Plan ahead!  Your child’s first day of school can be full of emotion and stress, so check your camera is charged, choose the location and any props you need the day befor

Location, location, location. Natural light is preferable to a flash so, weather permitting, choose somewhere outside. Avoid cluttered backgrounds – the simpler and ‘cleaner’ it is, the more your child(ren) will stand out in the image. It’s also fun to repeat this photo every year, so select a location that will work each time. In front of a closed front door is usually great for light, framing, convenience, simplicity AND you can also measure their growth each year against the doorknob  

Avoid direct sunlight on their faces as it will make them squint. Choose a shadier spot like a doorway. Under a tree, facing into the light is another option, but make sure there is no dappled light falling onto their faces   

What if it’s raining? Choose a ‘naturally light’ room in your house with large windows, like a conservatory. Or open the front door, but ensure the light falls onto their faces. If they are standing directly in front of the light source, their faces are likely to come out dark 

Camera settings – Unless you know your way around your camera, keep it simple. Set it to automatic mode and turn off the flash.
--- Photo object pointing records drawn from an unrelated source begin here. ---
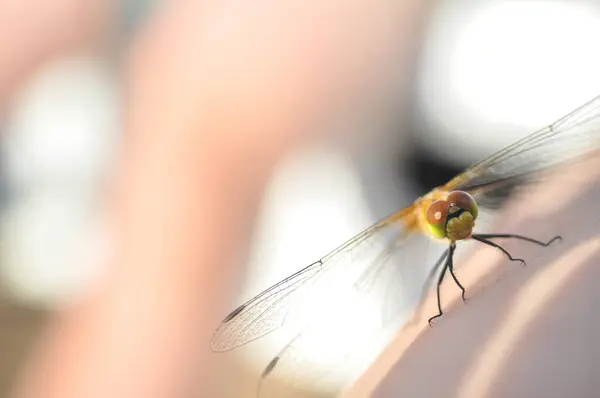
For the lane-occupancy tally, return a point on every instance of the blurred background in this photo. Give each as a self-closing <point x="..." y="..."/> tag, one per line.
<point x="481" y="75"/>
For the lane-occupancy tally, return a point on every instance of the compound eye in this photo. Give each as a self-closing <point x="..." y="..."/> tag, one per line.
<point x="437" y="215"/>
<point x="465" y="201"/>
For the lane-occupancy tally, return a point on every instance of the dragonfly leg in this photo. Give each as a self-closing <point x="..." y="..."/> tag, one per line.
<point x="483" y="239"/>
<point x="451" y="269"/>
<point x="440" y="280"/>
<point x="432" y="273"/>
<point x="525" y="238"/>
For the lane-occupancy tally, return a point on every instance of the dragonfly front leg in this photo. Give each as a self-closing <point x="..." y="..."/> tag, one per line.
<point x="441" y="279"/>
<point x="451" y="269"/>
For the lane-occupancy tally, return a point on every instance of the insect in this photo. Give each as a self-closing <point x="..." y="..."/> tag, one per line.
<point x="449" y="212"/>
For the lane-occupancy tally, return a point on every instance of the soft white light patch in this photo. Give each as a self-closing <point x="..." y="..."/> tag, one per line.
<point x="313" y="205"/>
<point x="59" y="142"/>
<point x="495" y="71"/>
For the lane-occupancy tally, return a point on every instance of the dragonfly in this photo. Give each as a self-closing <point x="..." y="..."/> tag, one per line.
<point x="448" y="213"/>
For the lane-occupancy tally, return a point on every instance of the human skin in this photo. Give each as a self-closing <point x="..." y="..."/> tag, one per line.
<point x="216" y="94"/>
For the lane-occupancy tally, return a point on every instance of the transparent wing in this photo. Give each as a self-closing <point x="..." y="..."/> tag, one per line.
<point x="356" y="323"/>
<point x="298" y="294"/>
<point x="524" y="162"/>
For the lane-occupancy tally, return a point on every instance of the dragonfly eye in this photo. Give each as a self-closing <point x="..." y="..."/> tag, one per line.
<point x="437" y="215"/>
<point x="465" y="201"/>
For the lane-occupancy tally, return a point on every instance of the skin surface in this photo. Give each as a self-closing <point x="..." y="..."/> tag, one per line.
<point x="207" y="118"/>
<point x="525" y="331"/>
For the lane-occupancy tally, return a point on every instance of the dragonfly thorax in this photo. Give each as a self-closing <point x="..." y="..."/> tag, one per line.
<point x="453" y="218"/>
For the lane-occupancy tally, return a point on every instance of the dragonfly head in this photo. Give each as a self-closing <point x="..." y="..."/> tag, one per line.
<point x="453" y="218"/>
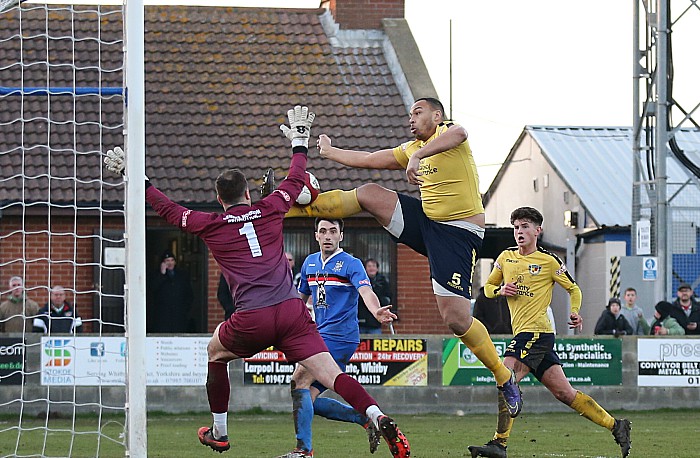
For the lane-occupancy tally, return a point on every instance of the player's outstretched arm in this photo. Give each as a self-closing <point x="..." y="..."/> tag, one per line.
<point x="382" y="159"/>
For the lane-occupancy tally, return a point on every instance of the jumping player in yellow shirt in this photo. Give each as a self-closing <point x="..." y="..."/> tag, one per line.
<point x="526" y="274"/>
<point x="446" y="224"/>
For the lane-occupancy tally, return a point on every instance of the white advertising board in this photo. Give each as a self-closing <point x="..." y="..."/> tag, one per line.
<point x="668" y="362"/>
<point x="101" y="361"/>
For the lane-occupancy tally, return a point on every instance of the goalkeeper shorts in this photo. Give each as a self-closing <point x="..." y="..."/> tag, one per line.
<point x="286" y="326"/>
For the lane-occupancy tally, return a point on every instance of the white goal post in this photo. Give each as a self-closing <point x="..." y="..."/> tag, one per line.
<point x="72" y="87"/>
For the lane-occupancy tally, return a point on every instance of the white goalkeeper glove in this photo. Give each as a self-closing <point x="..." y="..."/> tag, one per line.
<point x="299" y="129"/>
<point x="114" y="162"/>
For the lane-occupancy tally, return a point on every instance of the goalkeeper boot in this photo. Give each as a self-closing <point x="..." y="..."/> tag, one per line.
<point x="397" y="442"/>
<point x="492" y="449"/>
<point x="268" y="184"/>
<point x="206" y="437"/>
<point x="373" y="436"/>
<point x="512" y="395"/>
<point x="297" y="453"/>
<point x="621" y="432"/>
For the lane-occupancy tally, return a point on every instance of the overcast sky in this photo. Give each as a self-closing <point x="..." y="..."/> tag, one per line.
<point x="529" y="62"/>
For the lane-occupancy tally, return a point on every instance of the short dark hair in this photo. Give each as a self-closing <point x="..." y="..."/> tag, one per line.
<point x="527" y="214"/>
<point x="338" y="221"/>
<point x="231" y="186"/>
<point x="435" y="104"/>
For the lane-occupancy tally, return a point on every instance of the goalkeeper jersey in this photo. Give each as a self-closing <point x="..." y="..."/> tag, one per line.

If photographing indoors and the shots are coming up dark, increase the ISO setting up to 800 or 1,600. Use the flash as a last resort  

All ready? Before you pick up the camera, ensure the kids are ready – hair brushed, coat blazer on, socks pulled up (or down!). Children have short attention spans when it comes to photos, so you have to be quick!
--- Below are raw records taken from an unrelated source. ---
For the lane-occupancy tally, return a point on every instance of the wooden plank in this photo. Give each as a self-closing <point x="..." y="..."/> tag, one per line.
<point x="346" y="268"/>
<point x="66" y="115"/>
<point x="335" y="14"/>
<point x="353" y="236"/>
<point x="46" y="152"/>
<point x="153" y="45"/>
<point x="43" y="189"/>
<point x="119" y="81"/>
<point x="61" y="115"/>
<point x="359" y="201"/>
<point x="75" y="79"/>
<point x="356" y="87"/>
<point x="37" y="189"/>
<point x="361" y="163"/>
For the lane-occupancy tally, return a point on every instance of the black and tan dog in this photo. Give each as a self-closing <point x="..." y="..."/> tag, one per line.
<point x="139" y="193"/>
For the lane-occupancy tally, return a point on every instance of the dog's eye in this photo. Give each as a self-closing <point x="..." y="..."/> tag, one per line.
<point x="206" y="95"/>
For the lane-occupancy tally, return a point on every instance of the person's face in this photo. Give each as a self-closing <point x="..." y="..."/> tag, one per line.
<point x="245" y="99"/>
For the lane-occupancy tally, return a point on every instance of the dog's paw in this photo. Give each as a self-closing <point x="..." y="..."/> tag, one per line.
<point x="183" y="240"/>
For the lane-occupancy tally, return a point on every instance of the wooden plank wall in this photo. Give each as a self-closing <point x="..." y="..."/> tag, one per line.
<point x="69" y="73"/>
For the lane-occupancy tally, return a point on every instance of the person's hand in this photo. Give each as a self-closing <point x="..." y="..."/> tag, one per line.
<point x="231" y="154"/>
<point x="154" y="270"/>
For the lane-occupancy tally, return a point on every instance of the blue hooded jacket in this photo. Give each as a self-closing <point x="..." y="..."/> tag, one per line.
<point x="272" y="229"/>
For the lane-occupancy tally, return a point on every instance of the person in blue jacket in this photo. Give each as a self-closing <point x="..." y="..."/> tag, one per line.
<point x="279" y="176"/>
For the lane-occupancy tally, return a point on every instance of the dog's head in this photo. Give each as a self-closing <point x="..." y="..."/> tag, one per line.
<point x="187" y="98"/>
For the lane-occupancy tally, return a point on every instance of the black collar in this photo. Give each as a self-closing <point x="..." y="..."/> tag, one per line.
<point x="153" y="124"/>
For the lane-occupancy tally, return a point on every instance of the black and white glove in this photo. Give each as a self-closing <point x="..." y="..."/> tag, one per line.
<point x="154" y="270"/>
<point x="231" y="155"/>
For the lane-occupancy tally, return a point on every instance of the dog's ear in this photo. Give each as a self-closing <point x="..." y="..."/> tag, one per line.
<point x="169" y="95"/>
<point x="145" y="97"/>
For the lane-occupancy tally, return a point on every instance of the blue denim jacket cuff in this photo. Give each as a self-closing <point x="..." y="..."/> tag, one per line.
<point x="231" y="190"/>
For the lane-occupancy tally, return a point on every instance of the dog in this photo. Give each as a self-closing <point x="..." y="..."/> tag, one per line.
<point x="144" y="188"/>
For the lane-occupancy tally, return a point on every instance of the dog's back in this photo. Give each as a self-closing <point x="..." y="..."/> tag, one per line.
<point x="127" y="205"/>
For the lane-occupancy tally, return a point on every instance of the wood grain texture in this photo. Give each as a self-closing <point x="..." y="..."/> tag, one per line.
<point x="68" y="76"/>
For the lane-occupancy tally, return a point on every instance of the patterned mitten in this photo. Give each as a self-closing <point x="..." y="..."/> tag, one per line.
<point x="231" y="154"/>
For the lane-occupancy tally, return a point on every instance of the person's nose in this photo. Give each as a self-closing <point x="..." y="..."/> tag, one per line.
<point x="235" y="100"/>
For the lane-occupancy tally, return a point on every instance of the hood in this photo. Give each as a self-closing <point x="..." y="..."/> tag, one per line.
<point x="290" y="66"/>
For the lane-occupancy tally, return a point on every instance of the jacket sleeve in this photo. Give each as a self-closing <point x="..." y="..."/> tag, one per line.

Props.  It’s fun to include their school bag or lunchbox, but you could try a favourite teddy, or get them to write their name and the date on a piece of paper  

Strike a pose. Don’t ask them to smile as you’ll get their ‘photo face’. Instead have a few jokes up your sleeve that will make them laugh. Loo humour almost always works! Try a wig or a whoopee cushion if that doesn’t work

Include siblings in some of the photos for a nice family feel

Don’t panic if it goes wrong. If emotions are too high and everything is rushed, just try again the following day week. When you look back on the photos, you won’t notice it wasn’t on the day itself.